Brooklands Technical College (Brooklands House) is a Grade II listed building in the Elmbridge local planning authority area, England. First listed on 16 November 1984. Educational. 4 related planning applications.

Brooklands Technical College (Brooklands House)

WRENN ID
slow-vault-thrush
Grade
II
Local Planning Authority
Elmbridge
Country
England
Date first listed
16 November 1984
Type
Educational
Source
Historic England listing

Also on this page: EPC · related consents · flood risk · radon risk · detailed attributes ↓

Description

Brooklands Technical College, originally Brooklands House, is a house that has been converted into a college. It was built in 1860 and largely rebuilt in 1891 by Sir Reginald Blomfield in a free Queen Anne style. The building is constructed of brown brick with red brick dressings and features plain tiled roofs that are hipped to the left. It has a square lead ogee dome to the right and tall chimney stacks beneath gauged brick cornices.

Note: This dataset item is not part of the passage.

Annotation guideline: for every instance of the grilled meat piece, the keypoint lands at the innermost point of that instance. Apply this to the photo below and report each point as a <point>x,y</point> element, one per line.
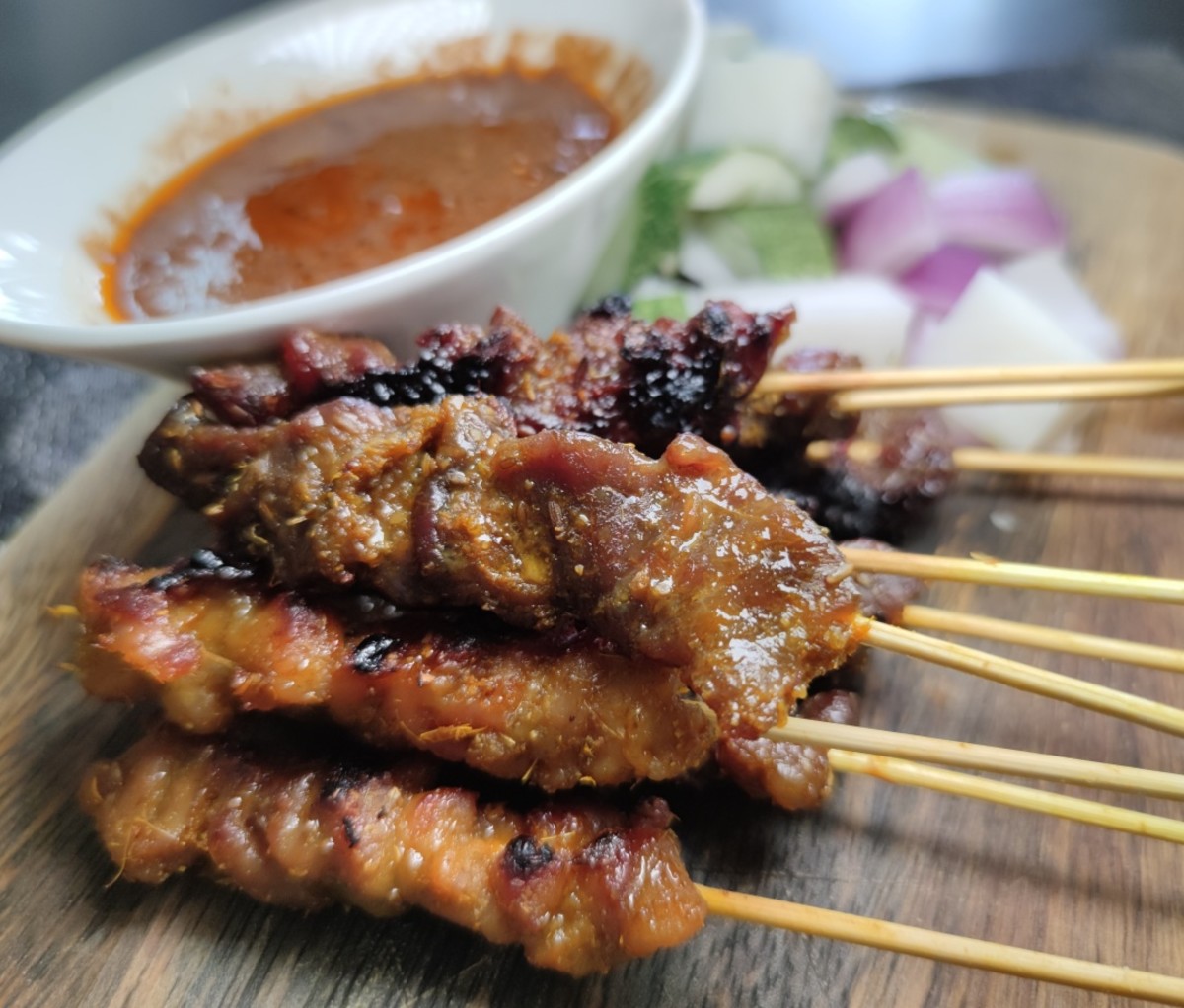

The main house consists of five bays, with a gable front bay to the left and a two-bay wing at the left end that has a flat roof. This wing connects to a tower and a seven-bay wing to the right, which projects forward to create a courtyard in the re-entrant angle. The structure has three storeys with attics, featuring five pedimented dormers on the main block, a central segmental pediment, and a "Venetian" style attic window in the gable front bay. The ends of the building have brick quoins, with plat bands above the ground and first floors, and a modillion cornice at the second floor.

The windows are irregularly arranged and consist of glazing bar sash windows beneath gauged brick heads, including a large round-arched staircase window to the right and a round window in the right-hand tower. There are double plate glass doors at the center of the main block beneath a flat hood, with additional doors to the left in the gabled bay. A square clock face in a stone surround with cill brackets is located on the courtyard front of the tower, which has a rendered finish at the rear corner.

The rear, or garden front, has six bays, two of which are gabled with three-light dormers in the center. There is a large "Venetian" style window on the ground floor to the left, framed by an Ionic oilaster surround. The 20th-century extensions at the front are not included in the listing.